Sunday, November 1, 2015

Exotic Fruits and Veggies You've Never Heard Of


1. DURIAN



There are more than 30 durian species in Southeast Asia alone, but only about one third of them are edible. Those who don't like the flavor of the durian fruit often say it smells like dirty gym socks. Yum!

2. PITAYA

Pitaya is found on several cactus species. In different countries it's known as dragon fruit, dragon pearl fruit, and strawberry pear. 

3. YANGMEI


Yangmei (sometimes called/spelled yamamomo, myrica rubra, kanji, katakana, Chinese bayberry, or Chinese strawberry) is native to Southeast Asia, mainly China. 

4. BOTTLE GOURD


The bottle gourd grows in tropical areas all over the world and can actually be used as a real bottle, rather than eaten.

5. MONSTERA DELICIOSA


This guy is also known as monstereo, windowleaf, Mexican breadfruit, Swiss cheese plant, ceriman, fruit salad plant, or just monster fruit, due to its monster size (it can grow up to two feet in length!).

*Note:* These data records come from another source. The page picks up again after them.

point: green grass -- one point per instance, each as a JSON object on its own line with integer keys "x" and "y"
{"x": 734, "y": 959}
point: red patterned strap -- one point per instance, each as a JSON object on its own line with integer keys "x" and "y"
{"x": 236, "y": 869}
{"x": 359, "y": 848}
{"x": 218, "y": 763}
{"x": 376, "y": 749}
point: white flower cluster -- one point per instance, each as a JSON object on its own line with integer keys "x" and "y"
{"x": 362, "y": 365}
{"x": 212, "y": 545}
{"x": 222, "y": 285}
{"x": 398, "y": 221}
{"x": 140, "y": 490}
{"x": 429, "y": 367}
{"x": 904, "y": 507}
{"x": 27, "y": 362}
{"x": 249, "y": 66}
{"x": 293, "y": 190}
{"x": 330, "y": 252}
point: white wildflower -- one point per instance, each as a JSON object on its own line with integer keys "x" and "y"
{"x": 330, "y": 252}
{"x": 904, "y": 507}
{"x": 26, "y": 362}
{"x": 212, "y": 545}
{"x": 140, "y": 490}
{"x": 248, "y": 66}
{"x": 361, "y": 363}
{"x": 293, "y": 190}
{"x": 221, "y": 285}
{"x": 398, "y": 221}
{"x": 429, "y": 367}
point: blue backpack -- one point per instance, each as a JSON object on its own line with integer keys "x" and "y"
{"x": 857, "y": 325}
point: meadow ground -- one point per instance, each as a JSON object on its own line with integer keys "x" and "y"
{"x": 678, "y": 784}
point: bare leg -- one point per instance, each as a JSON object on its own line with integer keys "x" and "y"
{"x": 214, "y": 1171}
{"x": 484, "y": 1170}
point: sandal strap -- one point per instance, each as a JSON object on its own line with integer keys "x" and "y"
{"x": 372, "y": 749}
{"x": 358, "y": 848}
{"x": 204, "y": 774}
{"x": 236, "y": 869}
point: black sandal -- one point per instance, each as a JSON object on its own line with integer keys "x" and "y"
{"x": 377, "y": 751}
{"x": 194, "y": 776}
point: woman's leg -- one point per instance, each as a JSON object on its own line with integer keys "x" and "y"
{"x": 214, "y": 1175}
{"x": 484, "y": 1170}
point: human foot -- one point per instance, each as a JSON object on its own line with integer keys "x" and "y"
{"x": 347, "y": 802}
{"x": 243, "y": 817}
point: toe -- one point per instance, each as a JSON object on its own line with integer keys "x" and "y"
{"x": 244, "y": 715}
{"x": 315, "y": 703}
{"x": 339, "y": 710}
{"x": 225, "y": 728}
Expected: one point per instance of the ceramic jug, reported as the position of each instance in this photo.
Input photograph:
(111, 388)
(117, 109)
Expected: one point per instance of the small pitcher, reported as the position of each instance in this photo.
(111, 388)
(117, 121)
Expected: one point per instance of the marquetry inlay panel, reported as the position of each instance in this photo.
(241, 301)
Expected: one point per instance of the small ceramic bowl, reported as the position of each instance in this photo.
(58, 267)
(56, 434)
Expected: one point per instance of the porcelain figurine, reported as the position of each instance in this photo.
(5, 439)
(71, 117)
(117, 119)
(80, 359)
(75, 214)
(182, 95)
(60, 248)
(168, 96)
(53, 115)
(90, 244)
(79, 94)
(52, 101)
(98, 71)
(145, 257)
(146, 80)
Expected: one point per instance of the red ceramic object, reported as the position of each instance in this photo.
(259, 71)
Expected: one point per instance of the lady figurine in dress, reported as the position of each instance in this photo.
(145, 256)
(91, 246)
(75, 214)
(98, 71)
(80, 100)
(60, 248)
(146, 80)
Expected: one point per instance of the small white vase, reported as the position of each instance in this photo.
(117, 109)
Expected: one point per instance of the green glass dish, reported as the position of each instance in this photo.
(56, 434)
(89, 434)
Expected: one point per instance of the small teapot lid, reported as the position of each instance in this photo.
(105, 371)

It’s mostly native to Mexico and Panama.

6. BLACK RADISH


Black Spanish or Black Spanish Round occur in both round and elongated forms, and are sometimes simply called the black radish or known by the French name Gros Noir d'Hiver.

7. CARAMBOLA


The carambola, also known as starfruit, is native to Southeast Asia and is rich in antioxidants and vitamin C and low in sugar, sodium and acid.

8. HORNED MELON


This fruit is another with tons of aliases: kiwano, horned melon, African horned cucumber, hedged gourd, jelly melon. It’s native to Africa, but also grows in California, Chile, Australia and New Zealand, as well. In California it’s widely known as Blowfish fruit. Although it’s edible, kiwano is mostly used as decoration food.

9. BUDDHA’S HAND


Buddha's hand fruit is very fragrant and is used predominantly by the Chinese and Japanese for perfuming rooms and personal items, such as clothing. According to WIKI, "The fruit may be given as a religious offering in Buddhist temples. According to tradition, Buddha prefers the 'fingers' of the fruit to be in a position where they resemble a closed rather than open hand, as closed hands symbolize to Buddha the act of prayer."